Safe and secure outsourced computing with fully homomorphic encryption and trusted execution environments

Abstract

Increases in data production and growing demands for more computing power leads to the current trend of outsourcing data and computation services to cloud providers. With data breaches and cases of data misuse becoming increasingly common, there is a high demand for secure systems. This, however, conflicts with the current data trust models. A solution to this that is becoming more common is the use of Trusted Execution Environment (TEE), aimed at guaranteeing code and data integrity and confidentiality.

However, it has been shown that TEEs such as Intel's Software Guard Extensions (SGX) are susceptible to several types of side-channel attacks where an adversary may gain information of the code and data within a secure environment, breaking the confidentiality property. There are some ways to counter this, such as using oblivious primitives to hide access patterns which may leak information, but these are inefficient and add performance overhead to computation.

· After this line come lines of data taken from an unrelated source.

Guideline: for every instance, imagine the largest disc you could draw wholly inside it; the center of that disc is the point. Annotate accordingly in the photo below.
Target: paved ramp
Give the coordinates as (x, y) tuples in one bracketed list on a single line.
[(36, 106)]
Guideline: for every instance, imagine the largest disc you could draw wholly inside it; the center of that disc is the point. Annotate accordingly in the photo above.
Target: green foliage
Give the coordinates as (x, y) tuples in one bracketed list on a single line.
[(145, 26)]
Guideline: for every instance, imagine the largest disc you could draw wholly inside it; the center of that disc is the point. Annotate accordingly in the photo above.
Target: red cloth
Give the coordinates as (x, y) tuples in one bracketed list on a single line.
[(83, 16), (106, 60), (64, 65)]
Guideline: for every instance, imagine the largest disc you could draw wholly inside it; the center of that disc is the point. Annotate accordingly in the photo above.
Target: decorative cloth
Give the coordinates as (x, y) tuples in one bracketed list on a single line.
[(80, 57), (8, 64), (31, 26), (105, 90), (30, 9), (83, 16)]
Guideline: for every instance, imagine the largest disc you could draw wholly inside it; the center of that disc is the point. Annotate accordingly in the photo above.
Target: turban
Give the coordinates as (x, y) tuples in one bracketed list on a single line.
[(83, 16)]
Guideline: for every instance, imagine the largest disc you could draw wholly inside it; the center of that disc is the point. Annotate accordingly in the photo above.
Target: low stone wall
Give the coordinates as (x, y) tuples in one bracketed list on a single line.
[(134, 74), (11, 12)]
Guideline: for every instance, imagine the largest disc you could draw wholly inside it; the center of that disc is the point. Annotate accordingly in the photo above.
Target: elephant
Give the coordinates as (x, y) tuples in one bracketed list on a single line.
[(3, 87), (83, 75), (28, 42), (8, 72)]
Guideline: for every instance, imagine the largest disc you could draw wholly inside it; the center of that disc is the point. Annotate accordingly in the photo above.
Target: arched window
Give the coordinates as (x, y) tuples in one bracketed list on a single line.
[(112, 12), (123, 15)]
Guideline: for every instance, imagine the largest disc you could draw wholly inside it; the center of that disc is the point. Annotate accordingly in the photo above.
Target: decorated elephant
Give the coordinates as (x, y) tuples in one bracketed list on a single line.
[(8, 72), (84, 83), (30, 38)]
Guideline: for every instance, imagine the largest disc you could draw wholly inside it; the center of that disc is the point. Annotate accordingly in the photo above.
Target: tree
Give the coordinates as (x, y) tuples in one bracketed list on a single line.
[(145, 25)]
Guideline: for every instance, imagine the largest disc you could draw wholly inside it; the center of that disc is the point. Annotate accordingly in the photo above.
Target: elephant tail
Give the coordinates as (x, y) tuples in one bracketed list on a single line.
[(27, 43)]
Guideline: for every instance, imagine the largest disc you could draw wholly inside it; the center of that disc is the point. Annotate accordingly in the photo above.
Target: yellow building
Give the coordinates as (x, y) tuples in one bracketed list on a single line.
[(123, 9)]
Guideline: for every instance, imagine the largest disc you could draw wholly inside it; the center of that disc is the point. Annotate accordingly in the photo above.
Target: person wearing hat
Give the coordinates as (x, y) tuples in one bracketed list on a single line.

Another way to ensure data confidentiality while simultaneously retaining the ability to perform computations on the data is through the use of Fully Homomorphic Encryption (FHE). FHE allows computing on encrypted data, preserving confidentiality and allowing outsourced computations to untrusted parties such as cloud providers. However, this type of encryption is malleable and lacks integrity protection, making it susceptible to integrity breaches where an adversary could modify the data resulting in a corrupt or incorrect plaintext after decryption.

This thesis implements a library for performing FHE in SGX, written in a memory-safe programming language to strengthen the internal safety of software in SGX and reduce its attack surface. We evaluate our design and show that one can feasibly combine these concepts while providing stronger security guarantees with a minimal development effort.